In 1909 Arthur Alexander Dashwood Lang became interested in aircraft propeller design and made some propellers in his own name. Lang developed and patented processes covering the tips of propeller blades with copper or fabric. These were used for example on Royal Aircraft Factory B.E.2C aircraft. In 1910 he went to work for the British & Colonial Aeroplane Company (later the Bristol Aircraft Co.) as manager of the propeller shop. He left in 1912 and set up in partnership with David Garnett at the Riverside Works Weybridge, Surrey.The company was called Lang, Garnett & Co. This enterprise lasted a matter of months before Garnett left the firm. Lang established the Lang Propeller company in 1913 and continued to use the "Riverside Works." These premises were later used by The Airscrew Company to manufacture propellers and associated components. At its peak the company supplied wooden propellers to nearly every aeroplane company in England.

In April 1936 the Aeronautical Corporation of Great Britain, Ltd was incorporated. The new company was formed to acquire the assets of companies involved in the UK production of the Aeronca aircraft, and to acquire from Lang Propellers Ltd., the whole of its assets. These comprised rights under British Patents relating to machines for shaping airscrew blades applied for by Lang. The new company bought a factory at Walton near Peterborough that had been built during the first world war for Frederick Sage & Company for aircraft production.

===Lang USA===
The Lang Propeller Company of America Inc. was established as a Manhattan corporation with a capital of $45,000, with Lang, L. L. Montant and E. N. Bush as directors in August 1917. Dashwood Lang had just sold his UK company to the Sopwith Aircraft company and this was a new enterprise. The US Navy contracted Lang to supply them with propellers and paid for the construction of a factory at Whitestone on Long Island. By late 1917 the company name was changed to Lang Products Co. Prior to the factory being completed Lang subcontracted the manufacture of his designs to local US and Canadian producers.

==Arthur Alexander Dashwood Lang==
Lang formed another company A. D. Lang Ltd.
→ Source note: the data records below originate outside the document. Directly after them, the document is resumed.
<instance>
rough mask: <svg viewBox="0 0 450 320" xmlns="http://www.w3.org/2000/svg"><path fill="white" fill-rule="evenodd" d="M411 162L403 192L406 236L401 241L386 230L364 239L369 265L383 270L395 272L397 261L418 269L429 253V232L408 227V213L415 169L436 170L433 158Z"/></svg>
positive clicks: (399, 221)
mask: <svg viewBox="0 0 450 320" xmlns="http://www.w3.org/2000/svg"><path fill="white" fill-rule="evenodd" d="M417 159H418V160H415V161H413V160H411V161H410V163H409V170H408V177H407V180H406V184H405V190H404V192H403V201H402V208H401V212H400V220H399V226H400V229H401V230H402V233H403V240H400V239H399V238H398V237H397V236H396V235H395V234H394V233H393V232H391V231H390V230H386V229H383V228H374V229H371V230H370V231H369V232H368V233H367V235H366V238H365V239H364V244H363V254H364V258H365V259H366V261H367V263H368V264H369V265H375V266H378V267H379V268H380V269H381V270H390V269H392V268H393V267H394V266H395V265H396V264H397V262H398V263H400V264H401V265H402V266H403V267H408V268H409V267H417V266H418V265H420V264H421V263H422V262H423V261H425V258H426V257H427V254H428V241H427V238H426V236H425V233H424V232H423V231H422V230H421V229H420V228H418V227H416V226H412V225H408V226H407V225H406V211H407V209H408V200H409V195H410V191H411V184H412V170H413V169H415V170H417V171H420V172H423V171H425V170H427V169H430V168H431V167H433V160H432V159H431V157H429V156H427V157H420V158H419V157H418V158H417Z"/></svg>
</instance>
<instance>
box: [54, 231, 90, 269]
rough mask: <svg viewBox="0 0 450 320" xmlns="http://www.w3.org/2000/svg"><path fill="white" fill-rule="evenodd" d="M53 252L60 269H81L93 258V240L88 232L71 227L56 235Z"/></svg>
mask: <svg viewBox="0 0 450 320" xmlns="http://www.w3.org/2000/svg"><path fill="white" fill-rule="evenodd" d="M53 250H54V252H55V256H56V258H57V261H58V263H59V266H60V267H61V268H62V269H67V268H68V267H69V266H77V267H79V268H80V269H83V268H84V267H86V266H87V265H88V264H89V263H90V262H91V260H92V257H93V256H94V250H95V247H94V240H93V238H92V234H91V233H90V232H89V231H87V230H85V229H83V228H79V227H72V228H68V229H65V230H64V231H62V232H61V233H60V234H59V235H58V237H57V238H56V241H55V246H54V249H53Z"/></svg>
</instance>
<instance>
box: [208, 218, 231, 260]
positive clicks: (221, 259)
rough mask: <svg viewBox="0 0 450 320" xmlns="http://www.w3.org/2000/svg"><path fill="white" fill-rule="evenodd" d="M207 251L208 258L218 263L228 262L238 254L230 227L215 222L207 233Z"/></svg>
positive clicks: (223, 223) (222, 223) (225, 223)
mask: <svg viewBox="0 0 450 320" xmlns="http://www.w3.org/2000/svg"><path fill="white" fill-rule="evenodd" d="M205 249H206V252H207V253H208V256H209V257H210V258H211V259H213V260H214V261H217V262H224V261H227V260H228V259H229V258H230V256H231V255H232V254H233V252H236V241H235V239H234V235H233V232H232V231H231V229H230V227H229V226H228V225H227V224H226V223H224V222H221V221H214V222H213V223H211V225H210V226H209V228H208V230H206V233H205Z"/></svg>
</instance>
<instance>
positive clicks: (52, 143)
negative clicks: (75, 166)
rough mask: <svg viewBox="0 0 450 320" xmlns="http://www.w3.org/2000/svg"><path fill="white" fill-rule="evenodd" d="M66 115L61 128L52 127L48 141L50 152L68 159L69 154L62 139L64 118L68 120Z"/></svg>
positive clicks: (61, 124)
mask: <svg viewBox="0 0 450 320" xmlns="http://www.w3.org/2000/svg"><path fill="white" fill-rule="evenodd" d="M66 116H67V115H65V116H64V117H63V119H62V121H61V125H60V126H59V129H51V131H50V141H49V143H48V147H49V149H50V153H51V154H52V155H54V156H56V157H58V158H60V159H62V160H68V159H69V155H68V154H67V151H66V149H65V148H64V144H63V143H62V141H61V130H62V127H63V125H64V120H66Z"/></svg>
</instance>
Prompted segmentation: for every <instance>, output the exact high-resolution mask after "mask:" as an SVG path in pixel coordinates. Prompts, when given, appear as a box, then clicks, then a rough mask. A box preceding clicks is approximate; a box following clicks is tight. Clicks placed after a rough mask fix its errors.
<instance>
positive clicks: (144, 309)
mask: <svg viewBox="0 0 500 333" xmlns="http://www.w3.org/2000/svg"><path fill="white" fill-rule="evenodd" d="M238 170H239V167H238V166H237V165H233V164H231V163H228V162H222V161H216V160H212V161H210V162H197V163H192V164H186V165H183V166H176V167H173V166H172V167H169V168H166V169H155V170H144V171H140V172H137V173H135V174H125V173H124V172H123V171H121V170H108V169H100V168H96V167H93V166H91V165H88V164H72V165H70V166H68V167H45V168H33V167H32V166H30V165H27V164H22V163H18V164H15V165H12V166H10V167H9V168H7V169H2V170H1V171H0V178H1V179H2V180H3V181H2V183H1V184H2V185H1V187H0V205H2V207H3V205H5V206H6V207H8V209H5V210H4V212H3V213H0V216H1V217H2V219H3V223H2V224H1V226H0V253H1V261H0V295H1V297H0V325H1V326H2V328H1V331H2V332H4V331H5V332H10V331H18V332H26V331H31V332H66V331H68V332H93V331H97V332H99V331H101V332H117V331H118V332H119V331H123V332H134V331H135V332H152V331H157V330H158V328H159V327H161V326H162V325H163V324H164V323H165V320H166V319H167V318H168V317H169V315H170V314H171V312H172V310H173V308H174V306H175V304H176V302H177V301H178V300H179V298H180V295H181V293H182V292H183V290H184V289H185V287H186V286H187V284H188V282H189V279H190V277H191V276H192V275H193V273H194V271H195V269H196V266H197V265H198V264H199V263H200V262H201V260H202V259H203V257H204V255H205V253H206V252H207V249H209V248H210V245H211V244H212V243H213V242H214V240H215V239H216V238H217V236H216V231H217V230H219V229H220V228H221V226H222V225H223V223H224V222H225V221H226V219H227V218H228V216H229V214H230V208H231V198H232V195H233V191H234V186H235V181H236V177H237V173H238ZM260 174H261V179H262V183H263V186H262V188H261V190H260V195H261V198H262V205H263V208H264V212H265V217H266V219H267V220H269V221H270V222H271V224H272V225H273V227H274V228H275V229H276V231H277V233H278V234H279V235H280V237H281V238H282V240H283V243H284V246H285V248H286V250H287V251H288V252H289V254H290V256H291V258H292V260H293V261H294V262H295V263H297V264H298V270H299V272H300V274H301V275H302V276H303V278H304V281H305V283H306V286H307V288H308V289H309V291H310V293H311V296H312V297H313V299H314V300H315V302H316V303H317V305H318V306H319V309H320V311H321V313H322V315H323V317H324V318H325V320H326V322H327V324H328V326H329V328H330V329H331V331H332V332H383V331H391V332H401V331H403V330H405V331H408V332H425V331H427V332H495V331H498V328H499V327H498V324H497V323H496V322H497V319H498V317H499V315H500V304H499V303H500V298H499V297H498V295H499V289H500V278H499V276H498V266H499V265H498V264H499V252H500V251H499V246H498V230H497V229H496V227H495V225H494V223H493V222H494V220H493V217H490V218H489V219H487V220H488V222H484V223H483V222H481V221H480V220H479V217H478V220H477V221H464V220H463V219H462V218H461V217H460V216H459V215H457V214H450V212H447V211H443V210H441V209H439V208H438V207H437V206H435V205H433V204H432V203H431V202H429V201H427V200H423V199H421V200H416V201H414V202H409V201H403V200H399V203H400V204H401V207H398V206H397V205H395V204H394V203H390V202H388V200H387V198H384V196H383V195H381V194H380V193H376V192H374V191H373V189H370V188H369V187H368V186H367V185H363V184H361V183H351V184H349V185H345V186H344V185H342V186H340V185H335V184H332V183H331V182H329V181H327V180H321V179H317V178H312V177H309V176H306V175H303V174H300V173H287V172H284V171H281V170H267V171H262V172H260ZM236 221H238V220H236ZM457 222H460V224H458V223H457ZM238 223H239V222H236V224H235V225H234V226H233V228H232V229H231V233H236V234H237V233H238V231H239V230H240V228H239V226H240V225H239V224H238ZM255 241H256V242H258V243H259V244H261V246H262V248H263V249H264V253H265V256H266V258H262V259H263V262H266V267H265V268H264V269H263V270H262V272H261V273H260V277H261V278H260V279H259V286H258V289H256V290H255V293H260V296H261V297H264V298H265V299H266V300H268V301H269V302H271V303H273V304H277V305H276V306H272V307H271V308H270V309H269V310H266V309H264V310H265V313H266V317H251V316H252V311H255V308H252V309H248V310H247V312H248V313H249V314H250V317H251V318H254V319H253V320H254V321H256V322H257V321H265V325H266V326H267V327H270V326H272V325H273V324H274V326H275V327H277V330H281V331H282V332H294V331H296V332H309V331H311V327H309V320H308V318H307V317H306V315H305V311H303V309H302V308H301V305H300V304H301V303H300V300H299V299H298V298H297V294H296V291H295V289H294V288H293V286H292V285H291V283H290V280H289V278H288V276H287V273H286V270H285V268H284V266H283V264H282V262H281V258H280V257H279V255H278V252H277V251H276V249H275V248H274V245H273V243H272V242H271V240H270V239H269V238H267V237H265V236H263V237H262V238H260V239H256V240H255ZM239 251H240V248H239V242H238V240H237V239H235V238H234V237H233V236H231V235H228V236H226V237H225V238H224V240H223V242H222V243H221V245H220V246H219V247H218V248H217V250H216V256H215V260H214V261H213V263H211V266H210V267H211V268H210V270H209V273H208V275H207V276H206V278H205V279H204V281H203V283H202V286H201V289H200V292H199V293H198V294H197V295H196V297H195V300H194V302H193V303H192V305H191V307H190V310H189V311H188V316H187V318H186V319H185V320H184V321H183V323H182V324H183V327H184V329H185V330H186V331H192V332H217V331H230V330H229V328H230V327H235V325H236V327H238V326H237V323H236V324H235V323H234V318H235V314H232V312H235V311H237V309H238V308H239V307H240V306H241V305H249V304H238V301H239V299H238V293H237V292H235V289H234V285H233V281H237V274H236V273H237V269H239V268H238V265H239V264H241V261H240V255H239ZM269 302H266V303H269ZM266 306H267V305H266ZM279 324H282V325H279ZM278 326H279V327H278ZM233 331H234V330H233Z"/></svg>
In 1921 it was described as being general manufacturers, buying and selling agents, printers, lithographers, manufacturers of chemicals with offices at 4, Vigo Street, London W1.
In addition to his work in developing propellers and associated equipment, Lang found time in 1923 to patent a wheel for vehicles.
In 1936 Lang joined the Board of Hordern-Richmond, another British company that was closely involved in the development and production of airscrews and propellers.